She reviewed their conversation in her mind and sighed. Even if he’d been at some law firm, even if business people were within earshot, he could have told her he loved her, couldn’t he? He could have told whoever was around that he was checking in with his wife. They would have understood if he’d said something affectionate and personal to her.

Then again, things had been awfully chilly between them at home ever since that night, a little over a week ago, when she’d rebuffed him. Maybe sounding chilly and distant on the phone was his way of letting her know he was still pissed at her.

The silence in the house gave her too much freedom to fret over whether his terseness reflected his professional mind-set or his annoyance with her. She went to the den and put a CD on the stereo—not Peter’s rowdy hip-hop music, but Bonnie Raitt. Curt had been such a big fan of Raitt’s after he’d seen her perform in Harvard Square during his first year in law school, and he’d turned Ellie into a Raitt fan, too.

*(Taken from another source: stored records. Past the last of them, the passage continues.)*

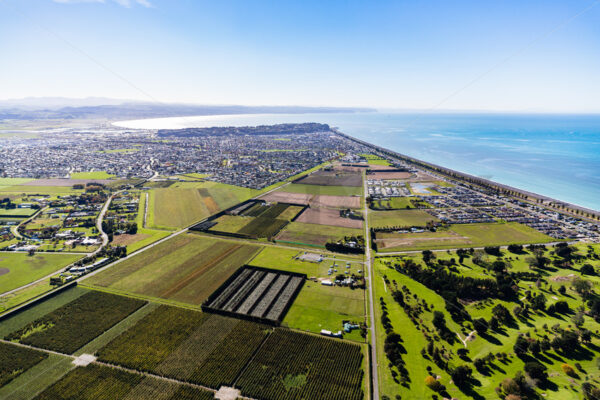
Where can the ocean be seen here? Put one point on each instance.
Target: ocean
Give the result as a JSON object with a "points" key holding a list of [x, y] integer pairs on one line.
{"points": [[553, 155]]}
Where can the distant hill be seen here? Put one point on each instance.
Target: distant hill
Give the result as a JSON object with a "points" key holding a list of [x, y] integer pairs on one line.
{"points": [[280, 129], [112, 109]]}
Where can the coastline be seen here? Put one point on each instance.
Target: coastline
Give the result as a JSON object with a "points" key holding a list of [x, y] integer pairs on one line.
{"points": [[526, 170], [526, 195]]}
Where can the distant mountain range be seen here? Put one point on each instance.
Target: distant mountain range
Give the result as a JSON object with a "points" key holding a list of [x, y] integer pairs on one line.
{"points": [[114, 109]]}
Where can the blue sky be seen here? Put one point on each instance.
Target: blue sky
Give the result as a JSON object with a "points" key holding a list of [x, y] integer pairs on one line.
{"points": [[385, 54]]}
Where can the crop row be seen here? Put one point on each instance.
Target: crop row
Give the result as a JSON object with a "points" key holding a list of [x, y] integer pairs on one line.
{"points": [[256, 293], [243, 291], [71, 326], [263, 227], [268, 298], [226, 361], [281, 302], [230, 289], [96, 382], [15, 360], [293, 365], [205, 349]]}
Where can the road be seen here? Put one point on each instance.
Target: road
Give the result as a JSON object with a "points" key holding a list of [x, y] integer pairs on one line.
{"points": [[370, 277], [104, 243], [99, 222]]}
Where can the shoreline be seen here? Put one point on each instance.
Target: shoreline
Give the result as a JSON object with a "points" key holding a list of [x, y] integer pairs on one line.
{"points": [[550, 202]]}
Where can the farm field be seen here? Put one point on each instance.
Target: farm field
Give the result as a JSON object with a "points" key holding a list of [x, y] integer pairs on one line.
{"points": [[323, 190], [286, 260], [95, 382], [332, 178], [399, 218], [262, 294], [92, 175], [20, 296], [184, 203], [28, 189], [294, 365], [69, 327], [207, 349], [19, 269], [325, 307], [15, 360], [462, 235], [14, 181], [17, 212], [327, 216], [314, 200], [185, 269], [313, 234], [536, 325]]}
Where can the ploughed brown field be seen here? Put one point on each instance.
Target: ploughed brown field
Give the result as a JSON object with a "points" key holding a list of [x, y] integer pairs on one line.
{"points": [[313, 200], [64, 182], [328, 216], [332, 178]]}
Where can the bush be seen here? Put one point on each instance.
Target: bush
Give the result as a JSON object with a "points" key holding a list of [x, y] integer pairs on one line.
{"points": [[433, 384], [535, 370], [567, 369]]}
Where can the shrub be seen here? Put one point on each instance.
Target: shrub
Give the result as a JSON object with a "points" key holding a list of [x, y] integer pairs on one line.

Some of the songs were bluesy, but some were upbeat and confident. Ellie poured herself a glass of wine and lingered over her meal, tasting every mouthful, inhaling the wine’s bouquet before she sipped. Once she was done and the dishes had been put away, she realized she was feeling a little less morose about Curt’s absence.

Friday went better than Thursday. She felt stronger, somehow, more awake and aware. Instead of contemplating the hush that enveloped the house when she got home, she piled a stack of CDs onto the stereo—the Doobie Brothers, Bruce Springsteen, Sly and the Family Stone, music that would make a normal person want to dance.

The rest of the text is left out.